5. For the purpose of these instructions, you should consider both your own financial interests and those of others to whom you give investment advice. You should consider financial interests such as shares and other forms of investment such as options and other similar products. Nevertheless, you should always bear in mind that a financial interest even though small could, depending on circumstances, give rise to a legal presumption of conflict of interest and therefore of bias.

Basic rules

6. You must then closely observe the following basic rules:

  • if you are in possession of any inside information, you must not purchase or sell an interest in securities whose price would be significantly affected if the inside information were made public, or encourage others to do so (whether for your benefit or theirs) or pass on the information to third parties unless disclosure is necessary for the proper performance of your work
  • if you, or those to whom you give investment advice, have a financial interest of which the value could reasonably be thought to be affected by an impending decision by the Commission, you must not participate in any way in the decision making process. You must immediately declare your position to your manager. This should be done even if you have already declared your interest under supplementary rules that apply to you (see the following).

Supplementary rules

7. It is not possible to set out in these procedures all the requirements which, in order to avoid conflict of interest, apply to different types of work in the Commission. Therefore, Directors may issue from time to time, as a supplement to these rules, local instructions to their employees relevant to the needs of the work. Depending on the circumstances of the work these supplementary rules might include, for example:

  • notification to the Development Manager of all or specified categories of financial interest; although it should not be necessary to require notification of the size of such interests
  • a ban of a defined group of employees engaging in dealings in financial interests within particular periods of time
  • a ban on a defined group of employees holding certain kinds of financial interests
  • a requirement for defined groups of employees to obtain prior permission to deal in certain financial interests.
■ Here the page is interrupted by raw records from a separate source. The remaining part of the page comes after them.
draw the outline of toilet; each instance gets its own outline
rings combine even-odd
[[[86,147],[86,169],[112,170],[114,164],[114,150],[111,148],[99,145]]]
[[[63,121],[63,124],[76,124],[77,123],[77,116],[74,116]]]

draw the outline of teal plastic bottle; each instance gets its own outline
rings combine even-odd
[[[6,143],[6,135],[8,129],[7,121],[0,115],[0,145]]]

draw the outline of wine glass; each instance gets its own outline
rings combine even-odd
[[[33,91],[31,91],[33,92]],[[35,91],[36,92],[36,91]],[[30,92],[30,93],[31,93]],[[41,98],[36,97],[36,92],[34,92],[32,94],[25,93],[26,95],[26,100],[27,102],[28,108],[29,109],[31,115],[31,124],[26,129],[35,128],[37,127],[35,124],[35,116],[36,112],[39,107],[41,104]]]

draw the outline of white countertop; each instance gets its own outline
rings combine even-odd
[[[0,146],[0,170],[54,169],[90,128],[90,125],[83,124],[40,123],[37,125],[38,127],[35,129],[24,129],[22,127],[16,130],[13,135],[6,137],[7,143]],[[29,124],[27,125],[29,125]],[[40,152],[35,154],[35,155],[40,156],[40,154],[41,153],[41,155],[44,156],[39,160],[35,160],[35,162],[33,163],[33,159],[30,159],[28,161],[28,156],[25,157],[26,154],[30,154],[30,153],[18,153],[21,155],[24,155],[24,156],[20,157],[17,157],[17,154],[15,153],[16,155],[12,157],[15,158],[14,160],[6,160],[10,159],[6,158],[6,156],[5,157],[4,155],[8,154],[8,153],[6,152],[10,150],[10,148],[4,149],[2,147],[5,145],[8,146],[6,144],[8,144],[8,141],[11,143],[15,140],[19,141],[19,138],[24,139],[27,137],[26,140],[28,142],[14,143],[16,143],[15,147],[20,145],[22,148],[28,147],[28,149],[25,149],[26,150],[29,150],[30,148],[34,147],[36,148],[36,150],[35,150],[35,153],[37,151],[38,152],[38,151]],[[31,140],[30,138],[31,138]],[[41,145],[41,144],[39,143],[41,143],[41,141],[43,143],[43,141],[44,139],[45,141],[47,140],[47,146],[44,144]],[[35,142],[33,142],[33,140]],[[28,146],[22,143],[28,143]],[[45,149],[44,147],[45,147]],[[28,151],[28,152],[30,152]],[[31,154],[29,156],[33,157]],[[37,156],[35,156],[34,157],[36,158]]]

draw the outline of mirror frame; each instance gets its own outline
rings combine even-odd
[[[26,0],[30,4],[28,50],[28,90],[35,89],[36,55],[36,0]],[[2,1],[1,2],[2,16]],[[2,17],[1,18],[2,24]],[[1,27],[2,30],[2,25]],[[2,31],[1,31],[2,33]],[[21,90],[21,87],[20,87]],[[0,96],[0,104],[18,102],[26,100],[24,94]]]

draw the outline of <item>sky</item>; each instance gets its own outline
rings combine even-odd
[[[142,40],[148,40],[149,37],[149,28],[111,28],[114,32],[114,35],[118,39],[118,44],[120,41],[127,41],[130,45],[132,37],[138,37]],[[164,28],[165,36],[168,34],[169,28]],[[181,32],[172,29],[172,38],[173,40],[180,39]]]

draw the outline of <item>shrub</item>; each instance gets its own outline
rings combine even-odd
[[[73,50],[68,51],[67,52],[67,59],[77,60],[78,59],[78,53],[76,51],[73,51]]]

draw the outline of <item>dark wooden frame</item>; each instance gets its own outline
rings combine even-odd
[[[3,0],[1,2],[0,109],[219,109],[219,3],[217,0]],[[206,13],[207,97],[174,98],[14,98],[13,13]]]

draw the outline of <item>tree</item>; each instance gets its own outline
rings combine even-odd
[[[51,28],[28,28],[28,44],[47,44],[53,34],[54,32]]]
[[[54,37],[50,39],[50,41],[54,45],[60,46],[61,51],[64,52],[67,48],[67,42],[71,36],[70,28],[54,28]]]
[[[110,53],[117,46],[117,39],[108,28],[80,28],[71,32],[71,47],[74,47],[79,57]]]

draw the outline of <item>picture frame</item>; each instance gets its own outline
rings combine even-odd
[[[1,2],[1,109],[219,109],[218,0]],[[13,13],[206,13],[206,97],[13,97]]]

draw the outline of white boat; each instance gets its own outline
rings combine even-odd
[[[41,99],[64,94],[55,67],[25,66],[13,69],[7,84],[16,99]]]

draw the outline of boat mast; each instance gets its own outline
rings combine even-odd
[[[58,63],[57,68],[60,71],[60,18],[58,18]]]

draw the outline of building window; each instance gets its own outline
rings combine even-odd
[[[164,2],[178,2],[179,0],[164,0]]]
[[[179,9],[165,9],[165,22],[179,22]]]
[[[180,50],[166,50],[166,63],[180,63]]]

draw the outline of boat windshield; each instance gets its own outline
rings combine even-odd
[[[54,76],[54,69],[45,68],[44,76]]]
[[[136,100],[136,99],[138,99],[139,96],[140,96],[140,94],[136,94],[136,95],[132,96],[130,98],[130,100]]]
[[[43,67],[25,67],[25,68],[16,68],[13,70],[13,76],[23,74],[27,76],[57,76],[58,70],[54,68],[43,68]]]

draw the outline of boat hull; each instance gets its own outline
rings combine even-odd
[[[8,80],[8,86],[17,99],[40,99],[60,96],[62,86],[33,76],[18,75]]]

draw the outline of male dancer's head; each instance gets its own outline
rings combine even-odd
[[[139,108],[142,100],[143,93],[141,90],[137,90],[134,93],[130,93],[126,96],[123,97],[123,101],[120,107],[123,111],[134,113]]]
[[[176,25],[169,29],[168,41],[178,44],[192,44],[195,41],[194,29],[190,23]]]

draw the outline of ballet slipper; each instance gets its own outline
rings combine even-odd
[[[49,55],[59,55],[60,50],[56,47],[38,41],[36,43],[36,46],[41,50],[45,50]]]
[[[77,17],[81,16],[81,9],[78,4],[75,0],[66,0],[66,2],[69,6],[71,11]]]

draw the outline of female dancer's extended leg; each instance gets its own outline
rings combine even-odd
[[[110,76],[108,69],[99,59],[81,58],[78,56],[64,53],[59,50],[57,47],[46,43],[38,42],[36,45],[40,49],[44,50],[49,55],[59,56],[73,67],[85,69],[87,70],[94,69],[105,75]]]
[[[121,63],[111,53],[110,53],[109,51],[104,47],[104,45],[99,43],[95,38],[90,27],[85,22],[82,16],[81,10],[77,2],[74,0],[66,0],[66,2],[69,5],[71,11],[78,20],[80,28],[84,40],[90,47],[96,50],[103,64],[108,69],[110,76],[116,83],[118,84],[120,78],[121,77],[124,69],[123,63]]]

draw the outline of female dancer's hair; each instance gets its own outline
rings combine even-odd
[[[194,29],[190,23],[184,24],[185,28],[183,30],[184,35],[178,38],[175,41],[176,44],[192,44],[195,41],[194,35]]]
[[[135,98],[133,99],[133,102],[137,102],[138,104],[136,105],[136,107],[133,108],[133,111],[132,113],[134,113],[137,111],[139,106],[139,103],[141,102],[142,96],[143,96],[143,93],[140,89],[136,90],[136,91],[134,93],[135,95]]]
8. If you are in any doubt as to your proper course of action in any of these areas, you must consult your Development Manager who will consider whether or not to refer the matter to the Commission’s legal advisers. However, it is your responsibility to ensure that you act within the law and within the Commission’s rules. Even if not a criminal offence under the insider dealing legislation, a breach of these requirements or of any supplementary instructions issued by a Director will make you liable to disciplinary proceedings. Any enquiries about this information should be addressed to the Head of Human Resources.